Is it possible to keep all these languages floating around in one's head? How can one code without having to look up reference material every time they start working?

2 Answers 2


C++ alone is a massive language as is Java. I could reasonably expect a skilled, veteran to remember all of Scheme, Python, or C but there is no shame to be had in using references.

I'd argue that learning generically applicable programming techniques and remembering the elements of style for each language over trying to remember the entire syntax. I'm not sure that's possible in some cases, particularly given how much languages can change.

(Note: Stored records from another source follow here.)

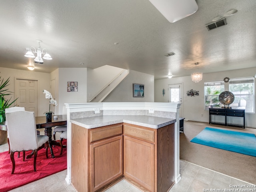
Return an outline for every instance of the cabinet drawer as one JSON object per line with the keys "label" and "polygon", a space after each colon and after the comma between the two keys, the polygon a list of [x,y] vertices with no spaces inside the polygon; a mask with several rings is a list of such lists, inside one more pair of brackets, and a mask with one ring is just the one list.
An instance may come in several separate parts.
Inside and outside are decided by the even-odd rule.
{"label": "cabinet drawer", "polygon": [[223,112],[225,113],[225,109],[213,109],[213,108],[209,108],[209,110],[211,112]]}
{"label": "cabinet drawer", "polygon": [[227,113],[244,113],[244,110],[237,109],[227,109]]}
{"label": "cabinet drawer", "polygon": [[243,117],[243,113],[227,113],[227,116],[233,116],[234,117]]}
{"label": "cabinet drawer", "polygon": [[210,112],[210,115],[225,115],[225,112]]}
{"label": "cabinet drawer", "polygon": [[154,133],[153,130],[140,128],[139,126],[124,124],[124,134],[146,141],[154,142]]}
{"label": "cabinet drawer", "polygon": [[95,128],[89,130],[90,142],[108,138],[123,133],[122,123]]}

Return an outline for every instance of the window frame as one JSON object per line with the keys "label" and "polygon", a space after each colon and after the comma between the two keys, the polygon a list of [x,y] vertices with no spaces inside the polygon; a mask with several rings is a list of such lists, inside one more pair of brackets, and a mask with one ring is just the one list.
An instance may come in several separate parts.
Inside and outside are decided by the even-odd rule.
{"label": "window frame", "polygon": [[[244,82],[244,84],[253,83],[253,87],[252,89],[252,90],[253,92],[252,94],[246,94],[244,93],[244,94],[238,94],[237,93],[236,93],[234,92],[231,91],[230,90],[230,85],[243,84],[242,83],[234,83],[232,82],[237,82],[237,83],[238,83],[239,82]],[[234,78],[230,79],[229,80],[229,82],[228,82],[228,90],[229,90],[229,91],[231,92],[235,96],[235,98],[236,98],[236,96],[240,96],[240,98],[243,98],[243,96],[251,96],[252,98],[253,98],[253,99],[252,100],[252,101],[253,102],[252,106],[253,106],[253,108],[252,111],[246,111],[246,107],[245,109],[246,110],[245,113],[255,114],[255,80],[254,80],[254,77],[245,77],[245,78]]]}
{"label": "window frame", "polygon": [[[206,102],[207,102],[207,100],[206,100],[206,96],[218,96],[218,96],[220,95],[220,93],[222,92],[222,91],[220,90],[220,92],[219,92],[219,93],[218,93],[218,94],[209,94],[209,95],[206,95],[206,86],[223,86],[223,91],[224,91],[224,90],[225,90],[225,86],[224,86],[224,81],[215,81],[215,82],[206,82],[204,83],[204,110],[209,110],[209,108],[210,108],[211,107],[210,107],[210,105],[209,105],[208,106],[208,107],[207,108],[206,108],[207,106],[206,106]],[[222,105],[221,103],[220,103],[219,104],[221,106],[223,106],[223,105]]]}

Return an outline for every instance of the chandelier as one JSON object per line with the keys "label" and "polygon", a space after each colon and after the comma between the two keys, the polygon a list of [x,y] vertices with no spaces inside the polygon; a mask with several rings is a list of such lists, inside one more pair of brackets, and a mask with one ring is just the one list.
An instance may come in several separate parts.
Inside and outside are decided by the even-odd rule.
{"label": "chandelier", "polygon": [[191,74],[191,80],[196,83],[198,83],[203,78],[203,73],[196,72]]}
{"label": "chandelier", "polygon": [[[44,60],[42,60],[42,54],[44,55],[43,57],[43,59],[46,59],[47,60],[52,60],[52,57],[51,57],[51,56],[47,53],[47,50],[45,48],[44,48],[43,49],[42,49],[41,46],[40,46],[40,43],[42,43],[42,41],[41,40],[36,40],[36,41],[38,43],[38,44],[39,45],[39,46],[37,48],[37,50],[34,47],[31,46],[29,48],[29,50],[28,50],[28,52],[24,56],[30,58],[35,58],[36,57],[33,52],[34,52],[34,53],[36,53],[37,54],[37,56],[34,60],[35,62],[41,63],[44,62]],[[33,50],[33,52],[32,52],[32,50]]]}

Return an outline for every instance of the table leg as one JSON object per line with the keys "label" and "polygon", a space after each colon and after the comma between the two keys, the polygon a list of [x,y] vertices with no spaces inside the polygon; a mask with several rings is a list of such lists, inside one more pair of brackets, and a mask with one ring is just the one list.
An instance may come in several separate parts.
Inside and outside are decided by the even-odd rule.
{"label": "table leg", "polygon": [[[54,156],[54,154],[53,154],[53,151],[52,150],[52,146],[53,145],[58,145],[57,143],[57,142],[56,142],[54,140],[52,140],[52,127],[48,127],[44,128],[44,135],[47,136],[49,137],[49,147],[50,148],[50,150],[51,152],[51,155],[52,155],[52,158],[54,158],[55,157]],[[60,146],[59,144],[58,146]],[[29,159],[32,157],[33,155],[34,154],[33,152],[30,154],[29,155],[27,156],[26,157],[26,158]]]}
{"label": "table leg", "polygon": [[53,141],[52,139],[52,127],[48,127],[44,128],[44,135],[47,135],[49,137],[49,146],[50,148],[50,150],[51,152],[51,154],[52,155],[52,158],[54,158],[55,157],[54,154],[53,154],[53,151],[52,150],[52,145],[54,145],[53,144]]}

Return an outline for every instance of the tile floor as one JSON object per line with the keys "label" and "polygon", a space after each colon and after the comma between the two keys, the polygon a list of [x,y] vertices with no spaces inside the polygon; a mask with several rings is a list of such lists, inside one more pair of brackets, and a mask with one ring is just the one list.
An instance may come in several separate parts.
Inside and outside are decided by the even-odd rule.
{"label": "tile floor", "polygon": [[[0,152],[6,151],[8,150],[8,145],[7,143],[0,146]],[[182,160],[180,161],[180,165],[182,179],[178,184],[175,184],[173,186],[169,192],[256,191],[256,187],[247,187],[248,185],[250,185],[250,184],[198,165]],[[10,191],[76,192],[72,185],[68,185],[66,182],[65,179],[66,174],[67,170],[64,170]],[[232,186],[233,185],[244,185],[245,187],[241,186],[234,188]],[[251,190],[246,190],[248,189]],[[236,191],[236,190],[237,190]],[[141,191],[125,180],[123,180],[105,191],[140,192]]]}

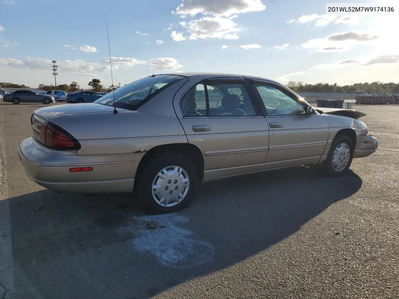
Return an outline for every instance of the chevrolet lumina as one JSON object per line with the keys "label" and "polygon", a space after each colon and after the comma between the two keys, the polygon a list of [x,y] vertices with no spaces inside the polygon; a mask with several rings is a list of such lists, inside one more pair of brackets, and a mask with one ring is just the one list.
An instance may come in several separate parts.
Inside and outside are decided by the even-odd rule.
{"label": "chevrolet lumina", "polygon": [[93,103],[36,110],[19,155],[50,190],[131,193],[148,212],[169,212],[202,181],[310,164],[342,175],[377,148],[364,115],[313,107],[259,77],[153,75]]}

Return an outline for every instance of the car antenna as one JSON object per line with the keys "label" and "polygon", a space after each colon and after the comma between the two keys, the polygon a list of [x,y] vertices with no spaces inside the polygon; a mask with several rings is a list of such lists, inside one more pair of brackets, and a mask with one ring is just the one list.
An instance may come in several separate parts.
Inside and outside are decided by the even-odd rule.
{"label": "car antenna", "polygon": [[107,35],[108,36],[108,51],[109,52],[109,64],[111,67],[111,80],[112,82],[112,96],[114,98],[114,113],[118,113],[117,106],[115,104],[115,89],[114,89],[114,77],[112,75],[112,63],[111,62],[111,49],[109,47],[109,33],[108,32],[108,21],[107,19],[107,15],[105,15],[105,22],[107,22]]}

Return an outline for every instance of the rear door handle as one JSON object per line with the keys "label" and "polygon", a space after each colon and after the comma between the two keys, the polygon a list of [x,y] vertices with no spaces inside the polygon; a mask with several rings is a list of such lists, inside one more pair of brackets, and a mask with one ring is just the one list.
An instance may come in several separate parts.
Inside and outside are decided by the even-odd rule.
{"label": "rear door handle", "polygon": [[210,130],[211,128],[204,125],[195,125],[193,126],[193,131],[194,132],[207,132]]}
{"label": "rear door handle", "polygon": [[270,128],[282,128],[282,125],[280,122],[271,122],[269,125]]}

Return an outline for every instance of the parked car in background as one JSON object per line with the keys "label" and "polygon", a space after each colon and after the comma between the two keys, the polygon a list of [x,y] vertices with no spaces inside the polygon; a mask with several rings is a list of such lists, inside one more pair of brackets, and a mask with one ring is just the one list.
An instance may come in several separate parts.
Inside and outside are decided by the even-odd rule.
{"label": "parked car in background", "polygon": [[94,91],[79,91],[68,94],[66,102],[71,104],[92,103],[102,96],[102,95]]}
{"label": "parked car in background", "polygon": [[7,93],[8,93],[8,92],[5,90],[0,89],[0,101],[3,100],[3,96]]}
{"label": "parked car in background", "polygon": [[67,93],[62,90],[47,90],[47,94],[51,94],[56,101],[62,101],[67,100]]}
{"label": "parked car in background", "polygon": [[38,93],[32,90],[16,90],[4,95],[4,102],[10,102],[16,104],[20,103],[43,103],[46,105],[55,102],[54,97],[45,93]]}
{"label": "parked car in background", "polygon": [[[215,89],[220,103],[206,92]],[[36,110],[19,153],[29,177],[48,189],[132,192],[148,212],[166,213],[187,207],[202,181],[312,164],[342,175],[378,147],[365,115],[314,108],[259,77],[152,75],[94,103]]]}

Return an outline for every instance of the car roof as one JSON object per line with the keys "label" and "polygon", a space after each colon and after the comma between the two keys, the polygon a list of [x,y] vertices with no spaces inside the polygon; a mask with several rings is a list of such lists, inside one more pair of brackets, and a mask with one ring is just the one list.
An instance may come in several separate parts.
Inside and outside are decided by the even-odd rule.
{"label": "car roof", "polygon": [[254,80],[261,80],[269,81],[273,82],[279,84],[280,84],[277,81],[268,79],[263,77],[257,77],[256,76],[252,76],[248,75],[243,75],[238,74],[229,74],[228,73],[200,73],[200,72],[187,72],[187,73],[168,73],[167,74],[158,74],[158,75],[176,75],[177,76],[184,76],[186,77],[191,77],[193,76],[198,76],[198,77],[203,77],[204,78],[209,78],[209,77],[241,77],[242,78],[246,78],[249,79],[253,79]]}

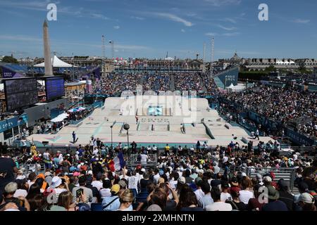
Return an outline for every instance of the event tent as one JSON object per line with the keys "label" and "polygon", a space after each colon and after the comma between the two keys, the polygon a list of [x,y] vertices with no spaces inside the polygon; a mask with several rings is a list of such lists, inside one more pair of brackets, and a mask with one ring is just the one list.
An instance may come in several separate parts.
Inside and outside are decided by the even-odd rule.
{"label": "event tent", "polygon": [[[54,56],[51,58],[51,64],[54,68],[72,68],[73,65],[68,64],[67,63],[65,63],[64,61],[62,61],[60,60],[56,56]],[[45,63],[42,63],[39,64],[35,65],[34,67],[35,68],[44,68],[45,67]]]}
{"label": "event tent", "polygon": [[68,117],[69,117],[68,114],[63,113],[63,114],[61,114],[58,116],[56,117],[55,118],[51,120],[51,122],[62,122],[63,120],[66,119]]}

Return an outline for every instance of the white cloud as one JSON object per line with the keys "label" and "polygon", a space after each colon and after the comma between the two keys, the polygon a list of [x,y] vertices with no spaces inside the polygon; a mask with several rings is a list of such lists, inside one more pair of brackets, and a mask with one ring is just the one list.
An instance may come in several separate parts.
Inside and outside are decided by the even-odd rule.
{"label": "white cloud", "polygon": [[222,34],[222,36],[225,36],[225,37],[232,37],[232,36],[238,36],[239,34],[240,34],[240,32],[231,32],[231,33],[224,33]]}
{"label": "white cloud", "polygon": [[204,0],[213,6],[223,6],[227,5],[239,5],[242,0]]}
{"label": "white cloud", "polygon": [[218,34],[218,33],[213,33],[213,32],[208,32],[206,33],[206,36],[223,36],[223,37],[233,37],[233,36],[237,36],[240,34],[240,32],[228,32],[228,33],[223,33],[223,34]]}
{"label": "white cloud", "polygon": [[168,19],[168,20],[170,20],[172,21],[181,22],[181,23],[184,24],[186,27],[192,27],[193,25],[192,22],[187,21],[183,18],[181,18],[180,17],[177,16],[176,15],[174,15],[174,14],[166,13],[154,13],[152,14],[156,15],[157,16],[164,18],[166,19]]}
{"label": "white cloud", "polygon": [[206,36],[219,36],[219,34],[217,33],[213,33],[213,32],[208,32],[205,34]]}
{"label": "white cloud", "polygon": [[218,27],[221,28],[221,29],[223,29],[225,30],[228,30],[228,31],[232,31],[232,30],[237,30],[237,27],[224,27],[224,26],[222,26],[222,25],[218,25]]}
{"label": "white cloud", "polygon": [[311,22],[311,20],[297,19],[294,20],[294,22],[296,23],[309,23],[309,22]]}
{"label": "white cloud", "polygon": [[36,38],[25,35],[11,35],[11,34],[0,35],[0,40],[32,41],[32,42],[42,41],[42,39],[40,38]]}
{"label": "white cloud", "polygon": [[91,13],[90,14],[91,17],[95,19],[101,19],[101,20],[109,20],[109,18],[102,14],[99,14],[99,13]]}
{"label": "white cloud", "polygon": [[131,19],[135,19],[135,20],[144,20],[144,18],[142,17],[139,17],[139,16],[131,16],[130,17]]}
{"label": "white cloud", "polygon": [[219,20],[224,21],[224,22],[230,22],[232,23],[237,23],[237,20],[235,19],[232,19],[232,18],[224,18],[224,19],[220,19]]}

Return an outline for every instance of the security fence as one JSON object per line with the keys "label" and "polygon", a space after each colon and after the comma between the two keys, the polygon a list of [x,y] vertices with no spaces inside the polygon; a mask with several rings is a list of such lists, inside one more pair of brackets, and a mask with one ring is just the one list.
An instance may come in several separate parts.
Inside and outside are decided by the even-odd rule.
{"label": "security fence", "polygon": [[123,158],[125,160],[125,165],[128,168],[135,168],[141,165],[143,168],[154,169],[157,167],[157,155],[149,154],[146,162],[141,162],[139,154],[131,154],[130,155],[124,155]]}

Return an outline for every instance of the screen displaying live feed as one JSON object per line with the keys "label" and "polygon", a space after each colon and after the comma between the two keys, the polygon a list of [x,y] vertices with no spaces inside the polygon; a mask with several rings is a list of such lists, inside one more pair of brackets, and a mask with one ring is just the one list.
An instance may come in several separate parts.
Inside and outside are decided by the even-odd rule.
{"label": "screen displaying live feed", "polygon": [[64,79],[63,77],[48,77],[45,79],[46,101],[65,96]]}
{"label": "screen displaying live feed", "polygon": [[39,101],[36,78],[4,79],[6,110],[13,112]]}

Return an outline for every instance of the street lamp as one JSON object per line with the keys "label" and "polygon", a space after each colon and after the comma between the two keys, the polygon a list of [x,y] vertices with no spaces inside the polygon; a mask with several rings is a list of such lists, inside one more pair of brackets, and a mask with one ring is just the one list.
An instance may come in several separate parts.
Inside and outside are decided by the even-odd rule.
{"label": "street lamp", "polygon": [[113,148],[113,140],[112,140],[112,129],[113,128],[113,125],[110,126],[110,128],[111,129],[111,148]]}
{"label": "street lamp", "polygon": [[123,125],[123,129],[127,131],[127,136],[128,136],[128,148],[129,148],[129,129],[130,125],[128,124],[125,124]]}

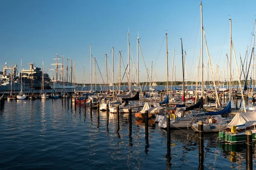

I work at a technical bookstore and I routinely sell reference manuals to skilled, experienced professionals. Better to have knowledge that there is such a technique for "thing x" and not remember the exact syntax or semantics than to not know that "thing x" exists. That's why these things exist. You are plugging along and think "I know of something that would work nicely here" and perhaps you find it to be wrong for that language but the reference if it's any good and you've a solid grasp on the fundamentals will give you pointers (sometimes literally) toward a solution.


It takes practice to code without looking up the reference materials. That's not something likely to happen in a semester unless you use the languages a lot. I recommend keeping a one page quick reference for each language handy.

You should be able to remember the idioms in each language easily - how to write a function, loop, print a value, etc. Because these come up often in coding so you will be practice them a lot.

What's the harm in using reference materials?